It was sometime this week, as I was reading yet another news item about President Viktor Yanukovych’s continuing unwillingness to make up his mind about the pending Association Agreement with the European Union, that it struck me. I’m awfully tired—and I mean honest-to-goodness, god-awfully tired—of the guy. It’s not that I wish he’d go away (although I do: very much), but that I wish he’d finally make a decision.
No, it’s not even that anymore. I’ve been waiting over two years for him to make up his mind about Ukraine’s integration into Europe. And now, just two weeks before the Vilnius summit that will decide Ukraine’s future, I can no longer listen, watch, or read about the guy. You see, I suffer from Yanukovych Fatigue.
It’s not Ukraine Fatigue: the country and its people remain as interesting as they’ve always been, and I wish them well. Nor is it Regionnaire Fatigue: my feelings toward Yanukovych’s party are better summed up by the term Regionnaire Catarrh. When I see those distinguished gentlemen, I feel the need to clear my throat.
No, it’s good, ol’ fashioned fatigue. Here’s a man who claims to be a Big Decision-Maker, yet he can’t make a decision, even one so obviously in his and his country’s interests. Associating with the EU is a no-brainer. Associating with the Russia-led Customs Union is an equal and opposite no-brainer. But whatever one’s view of either institution, and whatever one’s view of the costs and benefits for Ukraine of associating with the European Union or Russia, a real decision-maker, a real leader, someone with a backbone and a strong will, would have made up his or her own mind long ago. Ya wanna go west? Fine. Go west. Ya wanna go east? Fine. Go east. But don’t abuse people’s patience.

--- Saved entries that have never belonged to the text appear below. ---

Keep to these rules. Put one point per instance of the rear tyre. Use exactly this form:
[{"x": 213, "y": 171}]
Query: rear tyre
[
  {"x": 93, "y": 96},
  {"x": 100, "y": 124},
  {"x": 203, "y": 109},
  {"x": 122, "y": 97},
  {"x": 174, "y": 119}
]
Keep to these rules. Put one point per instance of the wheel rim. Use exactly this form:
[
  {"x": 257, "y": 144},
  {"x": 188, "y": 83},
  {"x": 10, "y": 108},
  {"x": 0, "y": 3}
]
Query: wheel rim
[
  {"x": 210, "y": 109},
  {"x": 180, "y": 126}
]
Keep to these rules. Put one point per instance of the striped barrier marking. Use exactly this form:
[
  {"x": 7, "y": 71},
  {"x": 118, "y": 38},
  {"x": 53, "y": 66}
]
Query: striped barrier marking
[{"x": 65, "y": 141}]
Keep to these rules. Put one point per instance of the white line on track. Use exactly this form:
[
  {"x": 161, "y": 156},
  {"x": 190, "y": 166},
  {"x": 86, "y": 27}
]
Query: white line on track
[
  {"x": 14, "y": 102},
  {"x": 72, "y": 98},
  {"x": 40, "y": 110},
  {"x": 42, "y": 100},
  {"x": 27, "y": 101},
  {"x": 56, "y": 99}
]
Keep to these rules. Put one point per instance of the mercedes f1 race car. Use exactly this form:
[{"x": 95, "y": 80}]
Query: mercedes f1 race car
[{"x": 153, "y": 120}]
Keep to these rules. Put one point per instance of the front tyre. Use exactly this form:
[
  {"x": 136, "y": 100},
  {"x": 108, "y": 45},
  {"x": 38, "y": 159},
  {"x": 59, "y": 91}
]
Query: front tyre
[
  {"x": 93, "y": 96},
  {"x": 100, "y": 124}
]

After all, Yanukovych has taken everyone for a long and expensive ride. The Europeans, who have better things to do than to waste their time on tiresome Ukrainian quasi-leaders, must be sick of him. The Russians, who respect strength and will, must wish he’d retire to the Donbas. Ukraine’s oligarchs, who need clarity and stability to run their businesses, must be wondering what made them crazy enough to support his run for the presidency. Yanukovych’s erstwhile south and east Ukrainian supporters know he’s betrayed them by flirting with the EU; Yanukovych’s west and central Ukrainian opponents know he’s betrayed them by dancing around the Association Agreement. Few Ukrainians could have escaped disappointment by now.
In a way, it no longer matters—for Yanukovych, that is—whether Ukraine and Europe sign an Association Agreement or not. His reputation is shot, along with his credibility, and his continual hemming and hawing have disqualified Ukraine’s anti-presidential president from membership in any possible political elite.
Ironically, this is all the more reason for him to go west. A faux-president will always be able to find someone to listen to his stories in Monte Carlo’s famed casinos. Perhaps some faded aristocrat, asthmatic princeling, or pretender to a non-existent throne. In Europe, after all, they have a long tradition of tolerating unserious policymakers who still dream of what might have been. Not so in Russia. There, losers have a tendency to wind up in real or imagined Siberias.
But none of that matters to Yanukovych, whose immaturity, indecisiveness, and lack of professionalism have sabotaged the Association Agreement and driven Ukraine into the wilderness of the developing world. He is isolated from reality, isolated from rationality, and now, thanks to his treatment of Yulia Tymoshenko, he is even isolated from his own country and the world. The irony is inescapable. The man who began his political career in jail as a teenage hoodlum is ending it in a golden cage of his own making.